Although it is difficult to entirely separate "healthy" or "normal" aging from early stages of neurodegenerative diseases, one enigmatic phenomenon that is not commonly attributed to any particular disease is the strictly age-associated accumulation of an autofluorescent pigment, termed lipofuscin, in cells of the central nervous system (CNS) comprising neurons
and a particular cell in the back of the eye, retinal pigment epithelial (RPE) cells. It is likely that lipofuscin impairs neuronal function in the aged brain because in two disease conditions the accelerated deposition
of lipofuscin is associated with toxicity: age-related macular degeneration (AMD) where RPE cells die and thereby cannot further protect the retina and genetic forms of massive lipofuscinosis. AMD is a prevalent condition and the most common cause of age-associated blindness in the Western wold. In addition, some mutations associated with neurodegeneration cause lipofuscinosis, for example mutations in the progranulin gene.

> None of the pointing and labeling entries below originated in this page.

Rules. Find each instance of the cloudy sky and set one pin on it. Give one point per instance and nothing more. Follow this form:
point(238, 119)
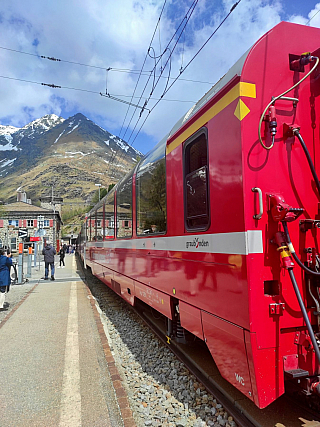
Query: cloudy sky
point(122, 36)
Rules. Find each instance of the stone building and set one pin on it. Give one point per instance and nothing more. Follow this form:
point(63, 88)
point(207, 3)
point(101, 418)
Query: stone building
point(24, 218)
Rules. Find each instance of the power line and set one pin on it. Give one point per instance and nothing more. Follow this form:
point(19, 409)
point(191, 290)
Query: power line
point(190, 11)
point(111, 96)
point(313, 17)
point(120, 70)
point(192, 59)
point(134, 91)
point(186, 17)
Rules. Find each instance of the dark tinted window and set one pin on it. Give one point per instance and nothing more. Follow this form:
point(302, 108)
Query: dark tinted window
point(99, 223)
point(124, 208)
point(196, 183)
point(109, 216)
point(151, 192)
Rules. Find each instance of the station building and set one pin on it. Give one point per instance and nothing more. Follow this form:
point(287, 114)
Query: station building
point(23, 218)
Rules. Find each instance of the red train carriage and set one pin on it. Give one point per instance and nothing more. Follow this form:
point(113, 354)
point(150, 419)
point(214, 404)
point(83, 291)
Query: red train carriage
point(199, 230)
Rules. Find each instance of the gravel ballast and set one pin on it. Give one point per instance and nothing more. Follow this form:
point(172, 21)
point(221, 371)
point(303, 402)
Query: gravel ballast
point(161, 390)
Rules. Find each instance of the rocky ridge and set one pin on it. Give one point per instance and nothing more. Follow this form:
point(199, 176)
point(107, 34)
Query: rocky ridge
point(71, 154)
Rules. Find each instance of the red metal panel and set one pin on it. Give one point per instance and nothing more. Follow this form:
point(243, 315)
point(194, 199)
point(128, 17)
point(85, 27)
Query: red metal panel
point(266, 370)
point(126, 286)
point(226, 343)
point(190, 318)
point(156, 299)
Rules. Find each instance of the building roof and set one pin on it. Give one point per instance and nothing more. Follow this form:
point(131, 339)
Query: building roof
point(23, 207)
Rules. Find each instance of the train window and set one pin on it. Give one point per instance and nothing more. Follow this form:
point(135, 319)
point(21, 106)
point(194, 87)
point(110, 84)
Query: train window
point(109, 216)
point(124, 208)
point(99, 223)
point(196, 182)
point(151, 192)
point(92, 227)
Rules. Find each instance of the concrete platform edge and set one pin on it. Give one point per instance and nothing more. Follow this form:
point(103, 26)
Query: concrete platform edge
point(123, 401)
point(17, 306)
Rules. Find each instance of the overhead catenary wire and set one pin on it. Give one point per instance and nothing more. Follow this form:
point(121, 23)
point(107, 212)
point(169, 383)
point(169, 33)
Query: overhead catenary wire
point(145, 59)
point(114, 69)
point(111, 96)
point(185, 18)
point(191, 60)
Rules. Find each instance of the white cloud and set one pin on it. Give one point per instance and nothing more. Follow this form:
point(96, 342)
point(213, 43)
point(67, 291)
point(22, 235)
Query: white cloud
point(117, 34)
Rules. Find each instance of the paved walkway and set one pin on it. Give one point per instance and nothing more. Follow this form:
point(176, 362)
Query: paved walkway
point(53, 370)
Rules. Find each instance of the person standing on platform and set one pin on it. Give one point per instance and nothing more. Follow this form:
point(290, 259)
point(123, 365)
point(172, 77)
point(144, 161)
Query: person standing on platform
point(49, 253)
point(5, 279)
point(62, 255)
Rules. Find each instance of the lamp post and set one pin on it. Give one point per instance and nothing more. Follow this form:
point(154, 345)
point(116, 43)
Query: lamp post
point(98, 185)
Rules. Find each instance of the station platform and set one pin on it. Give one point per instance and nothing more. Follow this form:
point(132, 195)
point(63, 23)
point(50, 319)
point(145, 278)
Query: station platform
point(56, 368)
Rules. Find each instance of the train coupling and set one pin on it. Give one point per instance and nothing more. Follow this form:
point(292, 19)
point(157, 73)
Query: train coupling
point(281, 211)
point(280, 240)
point(315, 388)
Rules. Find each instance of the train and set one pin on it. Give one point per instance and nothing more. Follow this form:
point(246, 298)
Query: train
point(217, 227)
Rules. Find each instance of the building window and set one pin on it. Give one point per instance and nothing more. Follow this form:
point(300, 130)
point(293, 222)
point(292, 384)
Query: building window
point(196, 182)
point(13, 244)
point(151, 192)
point(124, 208)
point(109, 216)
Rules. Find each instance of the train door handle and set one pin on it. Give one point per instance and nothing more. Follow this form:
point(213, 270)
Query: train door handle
point(258, 190)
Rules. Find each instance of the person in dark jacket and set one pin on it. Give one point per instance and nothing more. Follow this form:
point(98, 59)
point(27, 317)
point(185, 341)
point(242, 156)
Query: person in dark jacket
point(5, 279)
point(62, 255)
point(49, 253)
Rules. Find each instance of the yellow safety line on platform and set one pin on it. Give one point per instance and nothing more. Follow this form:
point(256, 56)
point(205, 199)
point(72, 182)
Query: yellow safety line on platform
point(71, 396)
point(240, 89)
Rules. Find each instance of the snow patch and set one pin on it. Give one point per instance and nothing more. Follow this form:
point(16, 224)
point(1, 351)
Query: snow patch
point(75, 127)
point(59, 136)
point(5, 162)
point(8, 147)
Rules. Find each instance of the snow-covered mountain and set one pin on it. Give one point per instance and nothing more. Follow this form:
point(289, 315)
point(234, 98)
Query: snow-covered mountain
point(75, 147)
point(23, 146)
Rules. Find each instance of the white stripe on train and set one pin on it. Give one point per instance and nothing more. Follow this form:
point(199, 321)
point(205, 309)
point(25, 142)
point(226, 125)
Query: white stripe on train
point(240, 243)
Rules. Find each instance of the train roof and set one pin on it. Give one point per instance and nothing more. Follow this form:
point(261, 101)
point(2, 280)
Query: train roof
point(235, 70)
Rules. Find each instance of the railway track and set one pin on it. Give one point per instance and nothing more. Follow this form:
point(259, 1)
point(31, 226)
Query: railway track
point(285, 412)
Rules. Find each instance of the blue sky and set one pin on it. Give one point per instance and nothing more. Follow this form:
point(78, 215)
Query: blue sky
point(116, 34)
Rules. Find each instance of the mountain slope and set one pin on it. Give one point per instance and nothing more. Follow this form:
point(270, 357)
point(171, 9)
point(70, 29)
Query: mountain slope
point(72, 154)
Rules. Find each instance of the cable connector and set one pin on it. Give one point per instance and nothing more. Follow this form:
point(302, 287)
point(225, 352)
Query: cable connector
point(297, 63)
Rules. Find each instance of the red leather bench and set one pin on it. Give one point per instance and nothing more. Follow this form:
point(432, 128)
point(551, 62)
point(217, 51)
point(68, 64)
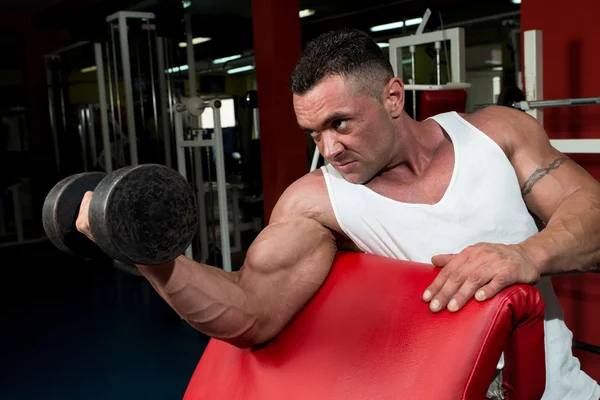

Our interdisciplinary consortium of scientists is set to investigate the pathways of lipofuscin generation in the aged CNS by investigating genetic forms of lipofuscinosis. The consortium will also test an availabile drug, Remofuscin, that our group in Tübingen has discovered, and that is able to dissolve lipofuscin from RPE cells, and therefore is a potential remedy for age-associated lipofuscin accumulation.
As a result of the research performed within this project, we will elucidate the molecular mechanisms of lipofuscin generation in the aged CNS and provide a potential pharmacotherapy for lipofuscin deposition
causing the most prevalent form of age-related blindness. Our research will advance a previously underappreciated branch of molecular aging research of the CNS.